After the victory over the Japanese, Hu returned home to visit his family, but he could not stay long due to growing tensions between the Nationalists and Communists. In 1949, Hu moved to Shanghai and enlisted in the Chinese Nationalist Marine Corps. He became a cartographer known for his skill and speed in rendering maps and battle plans for the military leadership. When the Nationalists lost the war to the Communists, Hu moved to the island of Taiwan in 1950. Once there, he began spending more time on his two favorite pastimes: painting and shooting. Hu enjoyed sketching in the open air, practicing his marksmanship and going hunting in the hills outside the Kaohsiung naval base where he was stationed.

In 1952, Hu won his first award for oil painting, when he earned top honors at the 1st Armed Forces Art Exhibition in Taipei, Taiwan. Two years later, Hu represented the Republic of China Marine Corps at the International Pistol Championship in North Carolina. The trip to the U.S. represented a key turning point in his life. During the trip, Hu had the opportunity to visit the DeYoung Art Museum in San Francisco, California, where he was inspired by modern abstract artists like Willem de Kooning and French Impressionists such as Monet and Renoir. Hu bought numerous art books and returned home to Taiwan, with an even greater passion to paint.

A New Career

Hu’s career as a professional artist began in Kaohsiung, Taiwan, when he took one of his paintings to an art store to get it framed. The painting was seen by another customer, an expatriate from the U.S., who offered to buy it. Hu was ecstatic. The customer paid only a few U.S. dollars for the painting, but for Hu, it was worth a few months’ salary. After he learned that he could sell his paintings, Hu bought more art supplies and devoted all of his energy to painting. Inspired by the paintings that he saw at the DeYoung Museum, Hu began experimenting with abstract art. In 1956, Hu had his first one-man exhibition in Kaohsiung. A year later, Hu founded the Four Seas Artist Association with another young artist Fong Chung Ray.

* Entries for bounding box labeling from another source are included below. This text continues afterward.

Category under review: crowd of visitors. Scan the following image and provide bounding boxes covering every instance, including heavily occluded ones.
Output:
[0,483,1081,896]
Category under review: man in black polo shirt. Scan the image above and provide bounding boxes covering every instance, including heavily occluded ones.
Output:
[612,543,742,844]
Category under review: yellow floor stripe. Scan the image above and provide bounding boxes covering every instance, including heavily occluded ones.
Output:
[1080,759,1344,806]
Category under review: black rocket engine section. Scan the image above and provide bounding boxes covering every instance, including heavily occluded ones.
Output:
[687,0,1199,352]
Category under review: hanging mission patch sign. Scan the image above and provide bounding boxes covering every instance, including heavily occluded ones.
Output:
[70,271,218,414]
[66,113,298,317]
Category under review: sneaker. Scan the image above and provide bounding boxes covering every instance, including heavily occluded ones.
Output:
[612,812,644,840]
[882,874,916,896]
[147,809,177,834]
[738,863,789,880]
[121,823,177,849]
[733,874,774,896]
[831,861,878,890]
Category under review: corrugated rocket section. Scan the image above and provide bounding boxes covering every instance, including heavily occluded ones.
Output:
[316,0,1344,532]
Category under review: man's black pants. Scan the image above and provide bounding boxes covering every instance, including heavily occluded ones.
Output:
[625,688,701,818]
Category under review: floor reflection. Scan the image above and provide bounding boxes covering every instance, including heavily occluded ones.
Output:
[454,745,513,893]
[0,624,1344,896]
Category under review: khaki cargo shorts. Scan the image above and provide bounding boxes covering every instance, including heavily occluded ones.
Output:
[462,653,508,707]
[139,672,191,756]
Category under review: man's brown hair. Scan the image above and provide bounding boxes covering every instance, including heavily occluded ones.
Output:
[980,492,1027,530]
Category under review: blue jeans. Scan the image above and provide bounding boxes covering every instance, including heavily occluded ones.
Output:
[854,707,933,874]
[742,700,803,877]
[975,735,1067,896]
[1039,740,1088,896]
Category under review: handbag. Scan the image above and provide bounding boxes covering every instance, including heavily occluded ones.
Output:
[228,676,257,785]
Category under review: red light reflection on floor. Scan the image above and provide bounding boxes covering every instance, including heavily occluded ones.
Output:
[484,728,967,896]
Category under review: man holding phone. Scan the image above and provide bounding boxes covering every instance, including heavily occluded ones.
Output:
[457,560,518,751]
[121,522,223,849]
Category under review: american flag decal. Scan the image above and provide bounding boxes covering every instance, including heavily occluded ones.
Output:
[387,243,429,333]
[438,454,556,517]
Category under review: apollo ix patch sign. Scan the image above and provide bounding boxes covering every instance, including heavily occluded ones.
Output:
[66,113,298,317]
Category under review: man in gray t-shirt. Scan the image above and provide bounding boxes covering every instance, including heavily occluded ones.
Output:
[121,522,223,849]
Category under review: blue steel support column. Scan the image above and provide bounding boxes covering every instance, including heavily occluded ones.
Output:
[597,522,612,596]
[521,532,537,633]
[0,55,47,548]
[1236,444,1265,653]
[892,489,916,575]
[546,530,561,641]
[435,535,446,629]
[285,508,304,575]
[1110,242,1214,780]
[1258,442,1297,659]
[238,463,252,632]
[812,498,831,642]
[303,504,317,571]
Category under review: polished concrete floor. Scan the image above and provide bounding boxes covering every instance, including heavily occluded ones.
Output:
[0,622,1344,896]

The next defining moment in Hu’s art career came in 1958, when Hu started using sand in his oil paintings. Hu discovered that by mixing oil color with sand and applying it to the canvas, he could add texture and increased depth to his paintings. Once the sand dried, Hu would add layers of oil wash onto the canvas, using a technique that was similar to traditional Chinese brush painting, to create the look synonymous with his name today. This unique style garnered Hu much attention in Taiwan, and in 1959, Hu was selected to show at the Musee d’Art Moderne in Paris, France and at the Museu de Art Moderna in Sao Paolo, Brazil.

The 1960s brought Hu more recognition. In 1961, Hu joined the Fifth Moon Group, the preeminent group of contemporary Chinese artists, many of whom were at the forefront of the modern art movement in Taiwan. As a member of the Fifth Moon Group, Hu participated in group and solo exhibitions throughout the world, including Japan, Australia, the Philippines, Hong Kong, U.S., Canada, Spain, and Italy.

The Move West

After building a reputation as one of the leading Chinese artists of his generation, Hu immigrated to the U.S. in 1971, along with his wife Jena and his two sons, Daniel and Jerry. Hu stayed briefly in San Francisco before moving to Carmel, a small city on the Monterey Peninsula that is known for its natural beauty and rich artistic history. With its scenery and small-town charm, Carmel attracts many artists, photographers and writers, and Hu was one of them. The tall Monterey pines and green hills reminded Hu of his family home in Song Yan Cun, and quickly fell in love with the community.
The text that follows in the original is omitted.